I had bariatric surgery 3 days after we said Toksa Ake (until next time) to my dear co-spirit. This pic is from one of our last visits, Cindy was very sick, so was I, just differently so. When I admitted to the hospital they asked how I was doing, the usual questions. I didn't tell them I was emotionally and spiritually devastated. I didn't want any of my medical team to think I was too unstable for the surgery. I realize now that the buttoning up I did at that time was not without repercussions. Of course I grieved for Cindy in those first days, I mourned my loss, I cried and I wailed, I wrote and I raged right up until the morning of surgery, but then I had to just bottle it all up and put it AWAY, at least until I came home. Once I was home, it hit me hard! My loss, the endless well of grief related to her passing, the feeling of having part of my spirit yanked out – were not great tools for healing from major surgery.

All of those emotions are still.right.there.

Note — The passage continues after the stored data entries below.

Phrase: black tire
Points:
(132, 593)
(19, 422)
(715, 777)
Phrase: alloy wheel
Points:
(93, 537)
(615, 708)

There are times that I cannot make my brain REALLY comprehend that a world exists without Cindy's physical self in it. It hurts my heart... daily. At the most unpredictable times, it just wells up and bubbles over and leaves me as hollowed out as a jack-o-lantern.

I cherish the twisted sister, and have it on always, but the gift I cherish more is the gift of walking alongside Cindy as she faced her biggest challenge, and helped her meet her death, on HER terms.  That is a rare and precious thing, and a thing that changes those who walk that path… forever.

When I lost Cindy, something deep, something of me, was ripped loose and just flew away with her.

“Blackbird singing in the dead of night.  Take these broken wings and learn to fly.  All your life, you were only waiting for this moment to arise.”